Core Concepts
The proposed Graph-based Vision Transformer (GvT) utilizes graph convolutional projection and talking-heads attention to effectively train on small datasets, outperforming convolutional neural networks and other vision transformer variants.
Abstract
The paper introduces a new architecture for vision transformers called Graph-based Vision Transformer (GvT) that can train from scratch on small datasets and achieve state-of-the-art performance.
Key highlights:
- GvT treats the image as graph data and uses graph convolutional projection to learn dependencies among tokens, leveraging inductive bias to attend to local features in early layers.
- To address the low-rank bottleneck in attention heads, GvT employs talking-heads attention by performing sparse selection on the attention tensor to eliminate redundancy and enable interaction among filtered attention scores.
- GvT also applies graph-pooling between intermediate blocks to reduce the number of tokens and aggregate semantic information more effectively.
- Extensive experiments on small vision datasets like ClipArt, CIFAR-100, Oxford-IIIT Pet, Sketch, Chest X-ray, and COVID-CT demonstrate that GvT outperforms convolutional neural networks and other vision transformer variants trained from scratch.
- Ablation studies validate the effectiveness of the proposed graph convolutional projection and talking-heads attention in GvT.
Stats
The ClipArt dataset contains 33,525 training images and 14,604 testing images, divided into 345 different object categories, with an average of 97 images per category.
The CIFAR-100 dataset contains 60,000 32x32 color images in 100 classes, with 500 training and 100 testing images per class.
The Oxford-IIIT Pet dataset contains around 100 training images for each of the 37 pet categories.
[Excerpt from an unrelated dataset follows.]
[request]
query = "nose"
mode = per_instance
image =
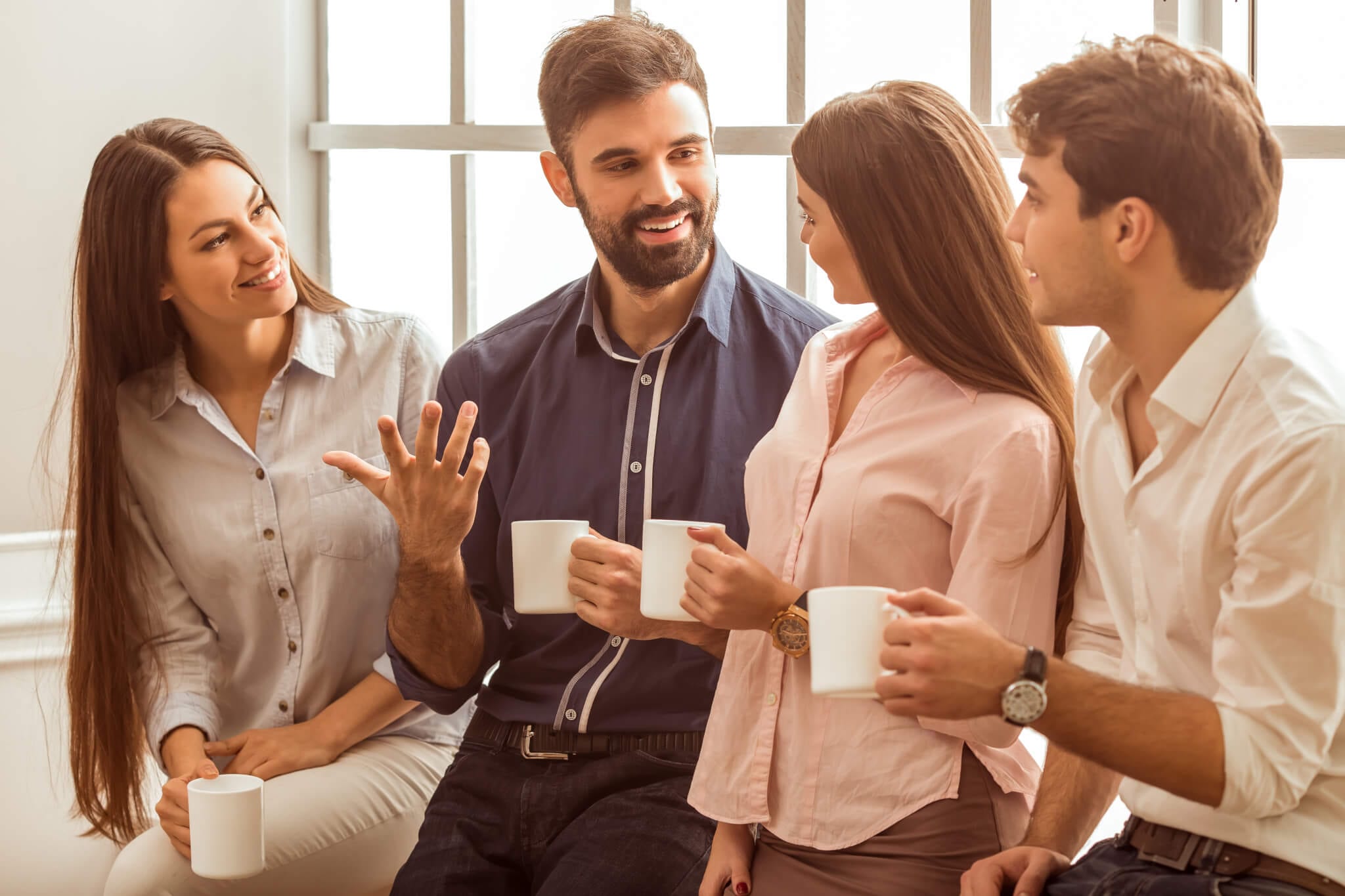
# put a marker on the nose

The Sketch-Subset dataset contains 1,997 training images and 866 testing images across 16 categories.
The Chest X-ray dataset contains 1,600 training images and 2,000 testing images, with 1,800 images in each of the normal and abnormal categories.
The COVID-CT dataset contains 280 training images and 186 testing images, with 349 positive and 397 negative examples.
Quotes
"When training from scratch on small datasets, there is still a significant performance gap between ViTs and Convolutional Neural Networks (CNNs), which is attributed to the lack of inductive bias."
"To address this issue, we propose a Graph-based Vision Transformer (GvT) that utilizes graph convolutional projection and graph-pooling."
"To overcome the low-rank bottleneck in attention heads, we employ talking-heads technology based on bilinear pooled features and sparse selection of attention tensors."